Introduction: Thyroid autoimmunity (TAI) commonly defined as the presence of thyroperoxidase antibodies (TPOAbs) and/or thyroglobulin antibodies (TgAbs) affects up to 15 percent of women of reproductive age and is a well-known risk factor of pregnancy loss. One of the possible explanations of obstetrical complications might be the disturbed process of placentation caused by thyroid antibodies. To test this hypothesis, we evaluated placental hormonal function and placental angiogenic factors in women with TAI.

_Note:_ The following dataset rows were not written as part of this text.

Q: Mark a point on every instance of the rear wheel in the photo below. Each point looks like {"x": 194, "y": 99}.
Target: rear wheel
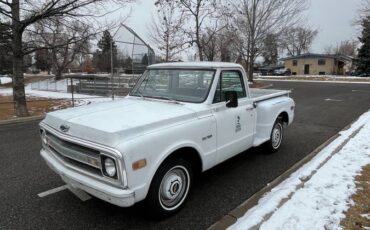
{"x": 276, "y": 137}
{"x": 170, "y": 187}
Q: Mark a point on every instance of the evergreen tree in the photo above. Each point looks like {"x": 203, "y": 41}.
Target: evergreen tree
{"x": 363, "y": 61}
{"x": 102, "y": 57}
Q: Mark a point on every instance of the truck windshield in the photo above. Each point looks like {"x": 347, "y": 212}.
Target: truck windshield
{"x": 175, "y": 84}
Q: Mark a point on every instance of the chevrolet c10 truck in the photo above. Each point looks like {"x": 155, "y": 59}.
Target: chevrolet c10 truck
{"x": 179, "y": 120}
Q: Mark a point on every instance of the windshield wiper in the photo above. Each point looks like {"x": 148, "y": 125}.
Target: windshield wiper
{"x": 165, "y": 98}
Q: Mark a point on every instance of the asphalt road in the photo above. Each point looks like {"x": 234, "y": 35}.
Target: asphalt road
{"x": 322, "y": 110}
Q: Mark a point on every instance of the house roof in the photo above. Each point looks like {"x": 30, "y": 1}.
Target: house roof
{"x": 313, "y": 55}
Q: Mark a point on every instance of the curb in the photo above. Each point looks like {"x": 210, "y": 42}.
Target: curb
{"x": 232, "y": 217}
{"x": 21, "y": 120}
{"x": 316, "y": 81}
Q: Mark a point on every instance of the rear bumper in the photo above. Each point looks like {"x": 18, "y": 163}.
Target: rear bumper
{"x": 117, "y": 196}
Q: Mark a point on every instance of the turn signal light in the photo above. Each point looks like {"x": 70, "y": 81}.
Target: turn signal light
{"x": 139, "y": 164}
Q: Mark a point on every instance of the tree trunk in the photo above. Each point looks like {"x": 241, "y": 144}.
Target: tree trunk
{"x": 58, "y": 73}
{"x": 19, "y": 95}
{"x": 250, "y": 71}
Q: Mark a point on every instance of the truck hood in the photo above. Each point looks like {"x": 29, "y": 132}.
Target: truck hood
{"x": 108, "y": 123}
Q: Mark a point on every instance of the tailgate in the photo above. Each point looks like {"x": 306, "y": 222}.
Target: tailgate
{"x": 265, "y": 94}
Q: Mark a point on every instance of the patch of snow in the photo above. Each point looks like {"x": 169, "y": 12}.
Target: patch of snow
{"x": 5, "y": 80}
{"x": 81, "y": 99}
{"x": 318, "y": 193}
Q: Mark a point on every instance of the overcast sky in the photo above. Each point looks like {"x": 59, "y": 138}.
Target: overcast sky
{"x": 333, "y": 18}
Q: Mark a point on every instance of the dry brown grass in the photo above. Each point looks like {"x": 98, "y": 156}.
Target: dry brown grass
{"x": 355, "y": 216}
{"x": 30, "y": 79}
{"x": 36, "y": 106}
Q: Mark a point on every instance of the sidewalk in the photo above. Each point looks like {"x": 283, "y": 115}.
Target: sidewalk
{"x": 319, "y": 194}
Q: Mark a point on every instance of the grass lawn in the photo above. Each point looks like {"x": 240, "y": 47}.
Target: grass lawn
{"x": 36, "y": 106}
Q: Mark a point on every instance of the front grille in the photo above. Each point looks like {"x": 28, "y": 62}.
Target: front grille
{"x": 79, "y": 156}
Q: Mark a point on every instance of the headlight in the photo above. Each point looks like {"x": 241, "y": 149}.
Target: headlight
{"x": 110, "y": 167}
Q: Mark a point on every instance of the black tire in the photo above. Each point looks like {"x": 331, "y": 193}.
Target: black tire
{"x": 173, "y": 178}
{"x": 276, "y": 136}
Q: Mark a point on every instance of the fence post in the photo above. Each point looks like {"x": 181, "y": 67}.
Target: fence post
{"x": 112, "y": 67}
{"x": 73, "y": 99}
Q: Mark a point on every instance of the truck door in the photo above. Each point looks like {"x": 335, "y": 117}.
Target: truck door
{"x": 235, "y": 126}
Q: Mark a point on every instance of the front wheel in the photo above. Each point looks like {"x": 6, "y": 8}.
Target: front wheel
{"x": 276, "y": 137}
{"x": 170, "y": 187}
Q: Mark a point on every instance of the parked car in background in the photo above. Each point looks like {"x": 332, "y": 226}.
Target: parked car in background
{"x": 282, "y": 72}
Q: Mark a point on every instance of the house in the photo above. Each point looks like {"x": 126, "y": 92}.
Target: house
{"x": 318, "y": 64}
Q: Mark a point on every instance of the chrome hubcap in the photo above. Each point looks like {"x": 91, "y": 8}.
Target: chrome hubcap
{"x": 276, "y": 136}
{"x": 174, "y": 187}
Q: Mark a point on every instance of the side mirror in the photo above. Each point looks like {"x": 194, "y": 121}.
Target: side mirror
{"x": 231, "y": 98}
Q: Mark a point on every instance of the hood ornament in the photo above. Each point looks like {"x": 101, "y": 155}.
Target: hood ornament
{"x": 64, "y": 128}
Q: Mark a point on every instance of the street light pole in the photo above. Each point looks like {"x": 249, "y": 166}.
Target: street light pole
{"x": 111, "y": 65}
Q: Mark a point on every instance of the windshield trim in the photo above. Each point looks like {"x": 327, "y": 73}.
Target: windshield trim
{"x": 185, "y": 69}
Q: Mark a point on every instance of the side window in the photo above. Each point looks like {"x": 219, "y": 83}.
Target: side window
{"x": 229, "y": 81}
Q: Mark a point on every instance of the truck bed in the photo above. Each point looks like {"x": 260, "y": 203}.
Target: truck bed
{"x": 265, "y": 94}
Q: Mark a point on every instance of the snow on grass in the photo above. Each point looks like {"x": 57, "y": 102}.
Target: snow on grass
{"x": 318, "y": 194}
{"x": 5, "y": 80}
{"x": 81, "y": 98}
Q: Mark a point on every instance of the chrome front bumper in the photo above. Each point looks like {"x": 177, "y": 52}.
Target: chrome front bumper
{"x": 117, "y": 196}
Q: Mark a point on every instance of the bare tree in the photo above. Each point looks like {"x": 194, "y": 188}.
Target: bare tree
{"x": 66, "y": 42}
{"x": 165, "y": 29}
{"x": 23, "y": 15}
{"x": 198, "y": 14}
{"x": 348, "y": 48}
{"x": 270, "y": 49}
{"x": 298, "y": 40}
{"x": 220, "y": 46}
{"x": 256, "y": 19}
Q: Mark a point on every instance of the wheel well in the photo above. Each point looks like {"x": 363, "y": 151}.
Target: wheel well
{"x": 284, "y": 117}
{"x": 191, "y": 155}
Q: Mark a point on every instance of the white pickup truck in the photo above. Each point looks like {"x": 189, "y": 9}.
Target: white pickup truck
{"x": 179, "y": 120}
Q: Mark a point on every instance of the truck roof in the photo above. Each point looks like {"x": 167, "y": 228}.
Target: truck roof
{"x": 196, "y": 65}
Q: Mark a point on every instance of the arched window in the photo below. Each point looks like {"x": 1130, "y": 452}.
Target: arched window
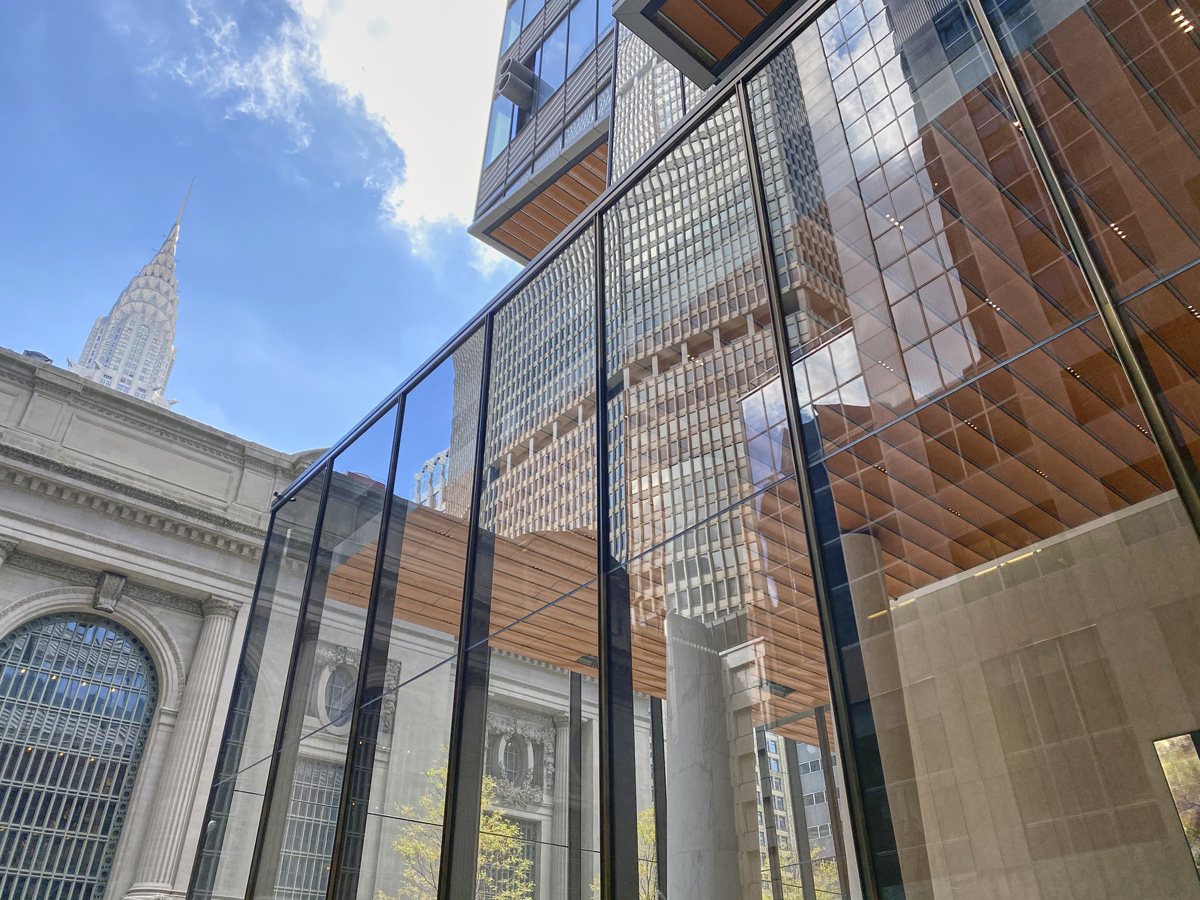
{"x": 77, "y": 695}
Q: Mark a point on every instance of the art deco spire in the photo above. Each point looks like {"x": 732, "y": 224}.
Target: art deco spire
{"x": 132, "y": 348}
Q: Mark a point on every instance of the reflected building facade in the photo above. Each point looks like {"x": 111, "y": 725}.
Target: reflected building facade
{"x": 827, "y": 509}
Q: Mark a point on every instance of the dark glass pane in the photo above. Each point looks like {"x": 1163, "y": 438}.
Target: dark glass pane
{"x": 299, "y": 835}
{"x": 532, "y": 9}
{"x": 535, "y": 575}
{"x": 393, "y": 833}
{"x": 1114, "y": 87}
{"x": 906, "y": 213}
{"x": 989, "y": 504}
{"x": 498, "y": 129}
{"x": 553, "y": 63}
{"x": 237, "y": 801}
{"x": 583, "y": 33}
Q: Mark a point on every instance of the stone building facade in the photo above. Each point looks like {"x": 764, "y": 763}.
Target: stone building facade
{"x": 121, "y": 525}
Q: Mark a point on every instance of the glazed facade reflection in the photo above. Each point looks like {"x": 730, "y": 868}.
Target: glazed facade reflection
{"x": 802, "y": 527}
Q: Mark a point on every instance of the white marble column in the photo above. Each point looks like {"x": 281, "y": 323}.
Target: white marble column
{"x": 702, "y": 835}
{"x": 559, "y": 834}
{"x": 159, "y": 862}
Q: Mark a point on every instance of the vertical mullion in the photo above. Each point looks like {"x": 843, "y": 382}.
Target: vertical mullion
{"x": 352, "y": 808}
{"x": 831, "y": 781}
{"x": 618, "y": 779}
{"x": 459, "y": 864}
{"x": 575, "y": 792}
{"x": 659, "y": 765}
{"x": 1141, "y": 377}
{"x": 768, "y": 815}
{"x": 288, "y": 690}
{"x": 823, "y": 594}
{"x": 801, "y": 821}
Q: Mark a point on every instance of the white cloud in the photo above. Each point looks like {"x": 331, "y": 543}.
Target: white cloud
{"x": 423, "y": 71}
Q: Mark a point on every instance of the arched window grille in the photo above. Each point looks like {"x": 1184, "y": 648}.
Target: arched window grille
{"x": 77, "y": 695}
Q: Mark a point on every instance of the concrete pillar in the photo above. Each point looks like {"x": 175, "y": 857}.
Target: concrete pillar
{"x": 559, "y": 834}
{"x": 702, "y": 835}
{"x": 159, "y": 862}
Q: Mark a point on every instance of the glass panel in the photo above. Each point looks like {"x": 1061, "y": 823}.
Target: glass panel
{"x": 583, "y": 33}
{"x": 511, "y": 25}
{"x": 499, "y": 129}
{"x": 535, "y": 575}
{"x": 689, "y": 335}
{"x": 532, "y": 9}
{"x": 235, "y": 803}
{"x": 538, "y": 513}
{"x": 1181, "y": 765}
{"x": 648, "y": 100}
{"x": 989, "y": 503}
{"x": 397, "y": 769}
{"x": 553, "y": 63}
{"x": 1114, "y": 85}
{"x": 300, "y": 827}
{"x": 906, "y": 214}
{"x": 743, "y": 699}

Materials and methods: 91 hypothyroid pregnant women and 39 healthy pregnant controls were enrolled to the study. Patients were divided into two groups: positive for TPOAbs/TgAbs (n=58) and negative for TPOAbs/TgAbs (n=33). All hypothyroid women were diagnosed before pregnancy or at the 1st trimester of pregnancy and treated with L-thyroxine to maintain TSH<2.5 mIU/l. Maternal thyroid function tests (TSH,fT4,fT3) were established every month throughout pregnancy and angiogenic placental factors: proangiogenic placental growth factor (PlGF), and 2 antiangiogenic factors: soluble vascular endothelial growth factor receptor 1 (sFlt-1), soluble endoglin (sEng) as well as placental hormones: estradiol, progesterone, and human chorionic gonadotropin were determined at each trimester.

Results: Obstetrical and neonatal outcomes did not differ between the groups. TAI negatively impacted placental hormone secretion. Group 1 characterized by lower estradiol concentration compared to group 2 in the 1st trimester: 1682.00 vs 2440.00 pg/mL, P=0.016 and lower progesterone concentration compared to controls in the 2nd trimester: 37.00 vs 50.25 ng/mL, P=0.003. Thyroid autoimmunity was connected with unfavorable placental angiogenic factors profile. Antiangiogenic sEng was higher in group 1 than in group 2 in all three trimesters (1st trimester: 6.79±2.18 vs 5.73±1.41, P=0.026, 2nd trimester: 5.81±1.76 vs 4.68±0.75, P=0.022, 3rd trimester: 7.80 vs 5.60 ng/mL, P=0.003). In group 1 positive correlation between TPOAbs and sFlt-1 in the 3rd trimester: rho=0.31, P=0.040, and negative correlation between TgAbs and estradiol in the 3rd trimester, and between TgAbs and PIGF in 1st trimester was found (rho=-0.29, P=0.043, and rho=-0.27, P=0.037, respectively).

Conclusion: Our preliminary results suggest that thyroid autoimmunity can negatively influence placental development and function, but further research is needed.